In un Istituto dove gli uomini sono accolti tutti e comunque, a prescindere dai loro limiti psichici e fisici, ci sei anche tu.
Ti ho notato da subito, perché sei schivo… come piace a me.
Non so darti un’età, forse hai qualche anno più di me, ma non tanti di più.
Sei alto quanto basta per superarmi e sei magro, forse troppo!
Non c’è un attimo in cui trovi pace il tuo corpo, sei sempre in movimento e anche quando riesci a stare fermo perché non cammini avanti e indietro, le tue braccia e le tue mani non hanno riposo.
Se non disegni grandi archi come un direttore d’orchestra, allora è per coprirti il volto o per accarezzarti la testa.
È raro che alzi lo sguardo e quando lo fai è per attimi fugaci. Ho fatto fatica ad intuire il colore dei tuoi occhi perché non mi hai retto lo sguardo per più di un secondo, anche se sono sicura che mi vedi.
Sono chiari, ma di un chiaro profondo, come il cielo di un’alba che stenta o forse anticipa una giornata d’inverno.
Di tutto questo che ho notato, anche se scritto è poco e detto male, c’è una cosa che mi impressiona: sei lieto!

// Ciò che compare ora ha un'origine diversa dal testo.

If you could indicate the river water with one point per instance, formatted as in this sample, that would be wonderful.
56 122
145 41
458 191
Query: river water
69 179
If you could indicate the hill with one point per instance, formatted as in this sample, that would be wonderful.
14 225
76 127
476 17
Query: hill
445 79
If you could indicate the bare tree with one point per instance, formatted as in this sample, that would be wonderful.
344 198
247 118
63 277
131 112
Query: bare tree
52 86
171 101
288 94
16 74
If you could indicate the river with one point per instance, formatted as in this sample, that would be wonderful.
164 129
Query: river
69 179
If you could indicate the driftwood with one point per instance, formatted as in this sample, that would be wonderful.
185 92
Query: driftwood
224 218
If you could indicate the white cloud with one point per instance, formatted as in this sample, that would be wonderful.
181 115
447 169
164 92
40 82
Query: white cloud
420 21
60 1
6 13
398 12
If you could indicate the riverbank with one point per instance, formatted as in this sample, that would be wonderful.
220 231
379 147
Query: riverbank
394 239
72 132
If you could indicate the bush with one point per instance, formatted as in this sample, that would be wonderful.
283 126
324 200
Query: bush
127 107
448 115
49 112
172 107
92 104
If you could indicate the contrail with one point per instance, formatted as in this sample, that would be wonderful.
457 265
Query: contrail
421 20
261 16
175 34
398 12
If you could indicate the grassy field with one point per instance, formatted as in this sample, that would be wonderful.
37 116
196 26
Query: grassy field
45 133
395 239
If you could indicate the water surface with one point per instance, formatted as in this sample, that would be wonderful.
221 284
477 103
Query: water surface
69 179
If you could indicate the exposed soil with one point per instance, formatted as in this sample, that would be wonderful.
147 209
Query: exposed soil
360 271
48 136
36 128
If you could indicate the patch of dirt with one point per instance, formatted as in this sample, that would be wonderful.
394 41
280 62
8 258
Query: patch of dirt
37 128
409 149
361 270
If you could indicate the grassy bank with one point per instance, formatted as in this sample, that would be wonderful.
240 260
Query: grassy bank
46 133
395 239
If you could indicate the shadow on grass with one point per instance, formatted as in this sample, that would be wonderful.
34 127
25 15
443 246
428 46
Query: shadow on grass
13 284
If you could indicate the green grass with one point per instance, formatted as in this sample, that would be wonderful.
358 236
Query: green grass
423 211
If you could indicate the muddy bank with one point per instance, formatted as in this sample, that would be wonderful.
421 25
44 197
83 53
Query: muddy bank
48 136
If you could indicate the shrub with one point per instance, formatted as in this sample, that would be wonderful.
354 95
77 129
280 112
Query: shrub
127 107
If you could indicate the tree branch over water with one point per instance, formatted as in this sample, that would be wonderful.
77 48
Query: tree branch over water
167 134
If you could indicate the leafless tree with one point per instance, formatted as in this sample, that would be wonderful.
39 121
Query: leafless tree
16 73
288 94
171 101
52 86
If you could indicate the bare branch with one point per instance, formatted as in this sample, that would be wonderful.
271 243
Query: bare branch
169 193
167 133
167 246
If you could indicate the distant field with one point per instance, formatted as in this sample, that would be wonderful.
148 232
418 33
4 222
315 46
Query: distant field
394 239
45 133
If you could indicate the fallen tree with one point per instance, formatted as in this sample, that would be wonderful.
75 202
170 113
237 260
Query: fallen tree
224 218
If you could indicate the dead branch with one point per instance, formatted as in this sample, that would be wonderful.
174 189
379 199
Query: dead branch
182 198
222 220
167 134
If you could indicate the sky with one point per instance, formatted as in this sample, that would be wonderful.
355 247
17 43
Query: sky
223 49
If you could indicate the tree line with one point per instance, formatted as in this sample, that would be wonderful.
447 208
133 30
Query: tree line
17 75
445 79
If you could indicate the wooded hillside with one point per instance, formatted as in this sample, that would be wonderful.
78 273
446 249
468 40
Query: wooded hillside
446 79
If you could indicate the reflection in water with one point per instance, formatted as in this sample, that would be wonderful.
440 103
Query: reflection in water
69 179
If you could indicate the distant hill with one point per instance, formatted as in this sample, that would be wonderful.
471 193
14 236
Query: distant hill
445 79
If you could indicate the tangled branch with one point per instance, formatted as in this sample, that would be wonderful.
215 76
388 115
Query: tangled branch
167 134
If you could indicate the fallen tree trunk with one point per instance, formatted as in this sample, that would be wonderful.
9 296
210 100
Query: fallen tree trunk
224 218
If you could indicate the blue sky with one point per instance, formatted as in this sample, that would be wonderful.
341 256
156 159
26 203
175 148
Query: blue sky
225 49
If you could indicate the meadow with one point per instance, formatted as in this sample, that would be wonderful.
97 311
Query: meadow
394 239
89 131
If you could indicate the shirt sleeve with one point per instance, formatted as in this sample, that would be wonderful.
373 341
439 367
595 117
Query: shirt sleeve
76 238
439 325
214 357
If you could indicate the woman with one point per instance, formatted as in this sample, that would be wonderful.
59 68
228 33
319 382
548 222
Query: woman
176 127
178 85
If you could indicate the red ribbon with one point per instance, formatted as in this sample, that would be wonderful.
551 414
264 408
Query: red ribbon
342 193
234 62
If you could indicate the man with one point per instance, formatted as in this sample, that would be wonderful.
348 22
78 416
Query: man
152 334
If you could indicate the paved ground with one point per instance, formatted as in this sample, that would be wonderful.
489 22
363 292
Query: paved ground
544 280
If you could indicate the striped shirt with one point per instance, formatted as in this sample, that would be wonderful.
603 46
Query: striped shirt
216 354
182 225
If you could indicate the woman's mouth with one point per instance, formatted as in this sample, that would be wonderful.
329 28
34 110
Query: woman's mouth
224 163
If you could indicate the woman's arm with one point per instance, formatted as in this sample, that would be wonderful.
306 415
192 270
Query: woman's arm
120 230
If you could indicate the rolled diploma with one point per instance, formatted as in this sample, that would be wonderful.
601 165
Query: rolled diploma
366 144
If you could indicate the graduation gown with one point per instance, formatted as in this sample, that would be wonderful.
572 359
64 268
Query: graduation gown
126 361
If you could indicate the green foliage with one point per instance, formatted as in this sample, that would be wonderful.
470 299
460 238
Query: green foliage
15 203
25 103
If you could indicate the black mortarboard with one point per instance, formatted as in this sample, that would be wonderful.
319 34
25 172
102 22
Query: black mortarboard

Oltre tutto, in questo anno che è passato, ho notato che sei cambiato. Sei più che lieto da quando un frate ha manifestato per te una preferenza ricambiata.
Ora sei proprio certo. Lieto e certo che sei voluto.
Ecco un giorno di vita: alzarci lieti e certi di essere voluti così come siamo, perché c’è chi ci ama così come siamo!